2015 (Narrative date)

 There are an estimated 155,000 people living in modern slavery in South Africa (GSI 2018). South Africa remains a source, transit and destination country for men, women and children subjected to forced labour and sex trafficking. South African children were recruited from poor, rural areas to urban centres, such as Johannesburg, Cape Town, Durban, and Bloemfontein, where girls were subjected to sex trafficking and domestic servitude and boys are forced to work in street vending, food service, begging, criminal activities, and agriculture. Local criminal rings organized child sex trafficking, Russian and Bulgarian crime syndicates facilitated trafficking within the Cape Town commercial sex industry, and Thai and Chinese nationals often organized the sex trafficking of Asian men and women. Nigerian syndicates dominated the commercial sex industry in several provinces. To a lesser extent, syndicates recruited South African women to Europe and Asia, where some are forced into prostitution, domestic servitude, or drug smuggling.

At 13 years old, Ella* was abducted by a boy from her school and forced to marry him. She was taken from Lesotho to South Africa, kept in the house and sexually assaulted every night. She was finally able to escape after three months.

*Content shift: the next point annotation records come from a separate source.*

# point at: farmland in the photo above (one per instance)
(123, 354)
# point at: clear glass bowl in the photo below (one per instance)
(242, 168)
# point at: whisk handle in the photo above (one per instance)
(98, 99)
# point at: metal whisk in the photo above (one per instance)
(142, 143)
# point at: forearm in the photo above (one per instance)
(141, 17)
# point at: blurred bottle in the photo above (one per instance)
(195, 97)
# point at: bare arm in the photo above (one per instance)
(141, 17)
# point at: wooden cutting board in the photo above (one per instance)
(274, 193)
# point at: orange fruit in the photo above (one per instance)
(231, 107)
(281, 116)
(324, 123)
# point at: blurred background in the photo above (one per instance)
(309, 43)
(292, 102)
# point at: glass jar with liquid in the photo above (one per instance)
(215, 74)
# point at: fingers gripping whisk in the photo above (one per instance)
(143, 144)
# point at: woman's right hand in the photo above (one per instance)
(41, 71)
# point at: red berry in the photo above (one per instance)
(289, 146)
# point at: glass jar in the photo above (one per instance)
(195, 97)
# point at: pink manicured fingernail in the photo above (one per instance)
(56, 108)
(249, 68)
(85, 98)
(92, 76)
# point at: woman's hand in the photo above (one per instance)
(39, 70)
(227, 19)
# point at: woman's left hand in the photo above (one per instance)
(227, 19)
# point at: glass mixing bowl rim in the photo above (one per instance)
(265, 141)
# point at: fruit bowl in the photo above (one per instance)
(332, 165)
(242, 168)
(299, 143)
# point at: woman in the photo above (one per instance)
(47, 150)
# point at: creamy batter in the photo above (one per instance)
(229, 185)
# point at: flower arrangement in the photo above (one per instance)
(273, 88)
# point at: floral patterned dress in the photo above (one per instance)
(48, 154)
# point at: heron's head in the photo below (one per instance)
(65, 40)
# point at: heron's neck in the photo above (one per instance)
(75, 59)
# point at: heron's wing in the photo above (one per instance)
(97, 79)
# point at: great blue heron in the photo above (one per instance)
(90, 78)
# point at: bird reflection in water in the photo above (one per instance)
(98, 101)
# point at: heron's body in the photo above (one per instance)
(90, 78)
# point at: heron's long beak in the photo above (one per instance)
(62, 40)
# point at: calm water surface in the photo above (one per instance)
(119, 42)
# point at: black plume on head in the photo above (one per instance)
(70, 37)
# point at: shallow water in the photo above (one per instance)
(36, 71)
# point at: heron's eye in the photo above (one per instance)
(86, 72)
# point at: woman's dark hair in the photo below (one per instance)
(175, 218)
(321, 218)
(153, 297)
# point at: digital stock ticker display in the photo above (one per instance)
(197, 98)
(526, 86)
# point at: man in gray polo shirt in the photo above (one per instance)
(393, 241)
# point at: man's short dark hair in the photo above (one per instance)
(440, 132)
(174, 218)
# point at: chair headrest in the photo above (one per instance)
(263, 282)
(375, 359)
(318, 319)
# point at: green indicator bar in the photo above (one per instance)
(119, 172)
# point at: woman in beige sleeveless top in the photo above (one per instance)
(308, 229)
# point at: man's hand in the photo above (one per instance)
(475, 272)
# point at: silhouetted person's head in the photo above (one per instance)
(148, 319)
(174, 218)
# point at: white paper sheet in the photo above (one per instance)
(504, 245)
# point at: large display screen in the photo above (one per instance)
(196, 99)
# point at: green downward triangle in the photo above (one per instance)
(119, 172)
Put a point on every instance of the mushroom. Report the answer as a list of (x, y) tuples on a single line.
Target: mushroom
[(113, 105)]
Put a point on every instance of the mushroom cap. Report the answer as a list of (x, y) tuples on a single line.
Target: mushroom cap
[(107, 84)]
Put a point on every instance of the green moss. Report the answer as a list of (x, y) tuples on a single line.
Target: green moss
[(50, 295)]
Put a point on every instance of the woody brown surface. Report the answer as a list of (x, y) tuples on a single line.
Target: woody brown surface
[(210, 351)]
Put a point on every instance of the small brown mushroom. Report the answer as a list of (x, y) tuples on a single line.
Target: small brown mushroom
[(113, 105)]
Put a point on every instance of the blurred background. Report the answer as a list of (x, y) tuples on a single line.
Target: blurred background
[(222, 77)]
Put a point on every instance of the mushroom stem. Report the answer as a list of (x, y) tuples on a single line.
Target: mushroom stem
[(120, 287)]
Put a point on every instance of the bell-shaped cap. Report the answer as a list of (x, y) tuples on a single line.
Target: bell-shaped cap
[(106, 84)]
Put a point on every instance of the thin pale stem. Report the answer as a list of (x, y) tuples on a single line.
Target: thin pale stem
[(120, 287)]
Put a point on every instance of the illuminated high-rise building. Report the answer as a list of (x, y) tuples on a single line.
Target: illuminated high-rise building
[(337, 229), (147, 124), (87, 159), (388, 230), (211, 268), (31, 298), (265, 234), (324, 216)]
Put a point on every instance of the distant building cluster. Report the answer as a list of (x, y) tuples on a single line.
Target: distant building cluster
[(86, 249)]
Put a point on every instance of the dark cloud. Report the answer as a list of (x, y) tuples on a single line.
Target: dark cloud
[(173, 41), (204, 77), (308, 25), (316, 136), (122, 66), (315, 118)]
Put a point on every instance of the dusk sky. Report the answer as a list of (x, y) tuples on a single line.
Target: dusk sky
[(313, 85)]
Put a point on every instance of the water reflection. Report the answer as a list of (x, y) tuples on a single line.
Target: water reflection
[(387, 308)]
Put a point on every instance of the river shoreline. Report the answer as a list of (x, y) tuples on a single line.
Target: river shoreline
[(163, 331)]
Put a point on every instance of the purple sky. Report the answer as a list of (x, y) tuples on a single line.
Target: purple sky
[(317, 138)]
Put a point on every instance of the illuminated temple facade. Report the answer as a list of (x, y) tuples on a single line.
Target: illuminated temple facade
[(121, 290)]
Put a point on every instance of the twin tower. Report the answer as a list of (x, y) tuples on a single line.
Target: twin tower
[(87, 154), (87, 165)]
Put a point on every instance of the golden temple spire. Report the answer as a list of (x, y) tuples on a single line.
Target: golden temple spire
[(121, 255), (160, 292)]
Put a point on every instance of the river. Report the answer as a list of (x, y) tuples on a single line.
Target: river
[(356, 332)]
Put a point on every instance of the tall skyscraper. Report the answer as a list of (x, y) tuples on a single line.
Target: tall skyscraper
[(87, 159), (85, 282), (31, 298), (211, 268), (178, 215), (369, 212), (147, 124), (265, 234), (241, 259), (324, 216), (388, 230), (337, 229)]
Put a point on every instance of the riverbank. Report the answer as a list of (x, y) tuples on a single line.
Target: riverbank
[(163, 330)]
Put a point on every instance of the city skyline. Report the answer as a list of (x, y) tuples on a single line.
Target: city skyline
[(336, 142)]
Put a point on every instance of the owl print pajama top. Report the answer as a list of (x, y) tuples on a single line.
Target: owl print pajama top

I was abducted by a boy from my school after winter class. He tightly grabbed me by my hand and took me to his house. I was taken into the home for two months and forced to stay there. He took me to be his wife. I do not remember much of this time except that the mother would talk bad about me because I would not perform the duties of a wife. I was kept in one of the rooms where every night I was sexually assaulted. They were always there so I could not escape.

After two months the boy’s stepmother, took me from Lesotho to South Africa to buy clothes that symbolizes that I am no longer a young girl but a woman who is married culturally to her stepson. During this time, she called my sister who lives in the area I was in so she could visit me. I told my sister what was going on and what happened to me. The next month I escaped from the boy and his stepmother and ran away to my sister.

Later I learned that my parents were in negotiations with the boy’s family to force me in an unwanted marriage against my will. My sister phoned our parents and they did not deny the allegations instead they told her to return me to the alleged mother in law because they said I was married, and they couldn’t do anything. When she tried to talk the parents out of the forced marriage, they told her that if she takes me away from that family then she would be responsible to pay for my fees.

After speaking with my family my sister took me to the police station. The police station referred me to a social worker who to me to a place to stay for some time. I was moved to another center where I stayed with my sister, but the alleged mother in law kept threatening my sister. Because of the threats, the social worker referred the case to the local Embassy. They brought me back to Lesotho.